表示系と操作系は水平方向に配置され、目線の移動が少なく、すぐに慣れ親しむことができた。インフォテインメント系が集約されるHDディスプレイと眼前に配置されたTFTカラーメーターは、どちらも12.3インチでサイズが統一されているので、変な圧迫感を感じさせない。
なによりクロスオーバーらしい見晴らしの良さは確かに、新型クラウンに新しい恩恵をもたらしている。セダン時代よりも、周囲の景色をゆったり楽しむことができる気持ち的な余裕を感じさせるインテリアだ。たとえるなら、高級ホテルのラウンジで寛いでいるような気分に近いかもしれない。
それにしても外装の特別色やデジタルインナーミラーといったオプション装備を含めてもこの「クロスオーバー G Advanced+ Leather Package」(ブラック×プレシャスブロンズのツートン仕様)が598万2150円に収まっていることは、驚きだ。ギリであれ600万円を切るプライスタッグは、シンプルに考えてお得すぎる。
ちなみに、続いて乗った2.4L デュアルブーストハイブリッド搭載の「さらに上級仕様」である「クロスオーバー RS Advanced」はといえば、オプション込みで711万5550円。100万円超お高くなるけれど、こと絶対的なパフォーマンスが、2.5Lモデルとは次元が違う。
スポーティなクロスオーバーモデルを求める層には、確実に「お値段以上」の感動を与えてくれることだろう。
まず大径タイヤありき、でフラッグシップ感を追求
新型クラウンで磨かれた価値は多彩だ。だが総じて理解するには「大径タイヤありき」というデザイン要素から考えていくとわかりやすいと思う。もちろんそれはまずダイレクトに「迫力たっぷりの存在感」という魅力につながっている。
開発陣がこうした大径ホイールにこだわったのは、ことプレミアムラインとしてのクラウンの立ち位置が、かなり微妙になってきたからなのだと思う。

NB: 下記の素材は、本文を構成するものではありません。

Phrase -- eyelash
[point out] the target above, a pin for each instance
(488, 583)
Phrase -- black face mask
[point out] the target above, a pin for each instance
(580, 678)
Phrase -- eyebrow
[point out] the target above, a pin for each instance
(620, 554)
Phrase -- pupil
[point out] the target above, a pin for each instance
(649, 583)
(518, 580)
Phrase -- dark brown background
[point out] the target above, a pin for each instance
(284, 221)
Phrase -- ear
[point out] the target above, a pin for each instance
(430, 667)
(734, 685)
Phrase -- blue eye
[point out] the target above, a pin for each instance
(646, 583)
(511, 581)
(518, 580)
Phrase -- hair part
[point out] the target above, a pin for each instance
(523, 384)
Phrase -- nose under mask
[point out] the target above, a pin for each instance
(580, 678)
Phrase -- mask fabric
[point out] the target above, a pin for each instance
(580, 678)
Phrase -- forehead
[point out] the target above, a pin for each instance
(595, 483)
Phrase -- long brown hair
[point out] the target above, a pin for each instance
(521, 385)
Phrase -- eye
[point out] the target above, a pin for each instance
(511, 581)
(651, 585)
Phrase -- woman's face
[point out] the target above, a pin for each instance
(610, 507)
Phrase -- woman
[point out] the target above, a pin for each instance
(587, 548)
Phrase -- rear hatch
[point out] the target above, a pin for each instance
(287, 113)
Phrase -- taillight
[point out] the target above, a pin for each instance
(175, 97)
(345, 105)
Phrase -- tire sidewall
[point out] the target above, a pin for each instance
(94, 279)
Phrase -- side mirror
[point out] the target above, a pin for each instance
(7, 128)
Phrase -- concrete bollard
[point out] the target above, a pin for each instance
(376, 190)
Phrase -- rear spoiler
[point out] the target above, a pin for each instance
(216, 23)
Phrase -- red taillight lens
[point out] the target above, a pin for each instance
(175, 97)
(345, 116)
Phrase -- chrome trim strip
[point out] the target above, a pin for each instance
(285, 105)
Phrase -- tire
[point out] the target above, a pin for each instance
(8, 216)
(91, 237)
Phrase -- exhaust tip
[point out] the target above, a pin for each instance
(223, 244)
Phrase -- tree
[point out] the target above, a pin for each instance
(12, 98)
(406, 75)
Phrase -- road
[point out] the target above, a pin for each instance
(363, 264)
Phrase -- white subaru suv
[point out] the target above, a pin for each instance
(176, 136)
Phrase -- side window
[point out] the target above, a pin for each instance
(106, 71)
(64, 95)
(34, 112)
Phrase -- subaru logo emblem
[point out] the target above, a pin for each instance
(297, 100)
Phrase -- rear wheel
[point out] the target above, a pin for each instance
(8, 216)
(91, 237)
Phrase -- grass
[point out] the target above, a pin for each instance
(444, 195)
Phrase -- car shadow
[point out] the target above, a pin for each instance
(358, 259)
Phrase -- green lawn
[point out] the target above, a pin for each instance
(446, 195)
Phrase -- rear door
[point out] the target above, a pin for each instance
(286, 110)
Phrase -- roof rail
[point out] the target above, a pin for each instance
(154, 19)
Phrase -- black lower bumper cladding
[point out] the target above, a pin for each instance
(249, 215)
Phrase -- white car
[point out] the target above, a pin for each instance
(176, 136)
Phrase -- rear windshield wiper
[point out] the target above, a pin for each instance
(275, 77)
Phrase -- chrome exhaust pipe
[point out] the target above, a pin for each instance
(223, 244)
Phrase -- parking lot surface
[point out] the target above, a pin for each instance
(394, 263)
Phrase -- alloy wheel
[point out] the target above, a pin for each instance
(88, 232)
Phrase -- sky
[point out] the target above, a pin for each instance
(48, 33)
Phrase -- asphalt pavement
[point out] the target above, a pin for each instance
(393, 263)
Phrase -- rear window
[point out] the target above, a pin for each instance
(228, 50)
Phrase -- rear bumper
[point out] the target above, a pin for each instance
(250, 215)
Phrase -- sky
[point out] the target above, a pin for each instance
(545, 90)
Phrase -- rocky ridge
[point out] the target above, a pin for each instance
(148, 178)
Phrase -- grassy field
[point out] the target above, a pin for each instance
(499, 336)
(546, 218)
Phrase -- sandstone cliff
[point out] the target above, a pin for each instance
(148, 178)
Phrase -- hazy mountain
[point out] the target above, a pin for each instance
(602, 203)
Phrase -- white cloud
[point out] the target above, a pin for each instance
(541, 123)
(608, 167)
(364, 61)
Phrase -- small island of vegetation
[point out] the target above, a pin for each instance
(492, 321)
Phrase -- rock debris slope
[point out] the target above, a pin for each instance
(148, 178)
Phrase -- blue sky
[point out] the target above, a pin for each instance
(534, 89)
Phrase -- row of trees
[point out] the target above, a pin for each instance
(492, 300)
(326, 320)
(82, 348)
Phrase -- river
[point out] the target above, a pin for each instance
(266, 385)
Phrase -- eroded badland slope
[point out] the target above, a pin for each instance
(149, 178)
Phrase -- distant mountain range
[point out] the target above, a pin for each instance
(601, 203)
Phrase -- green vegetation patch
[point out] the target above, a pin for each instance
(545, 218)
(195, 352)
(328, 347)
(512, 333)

グローバルでプレミアムを誇るブランドには「レクサス」がある。同じトヨタブランドの中でもアルファードやハリアーといった「背高系プレミアムモデル」の存在感は増す一方だ。新型クラウンのデザインコンセプトの構築が非常に難しかっただろうことは、容易に想像がつく。
そんな中で開発陣が選んだのが、「大径タイヤが似合う新しい形」という選択だったわけだ。適度なリフトアップスタイルによって、普通のセダンでは表現しきれない「強さ」のアピールを狙う。21インチというトヨタブランド史上最大級の大径ホイールは、新型クラウンの価値を象徴するアイコンとして選ばれた。
ただしトヨタが持つFRプラットフォームでは、21インチの大きさを履きこなすことができなかった。そのためにSUV用プラットフォームがベースとして選ばれ、4WDオンリーのラインナップが確定した、という事情もある。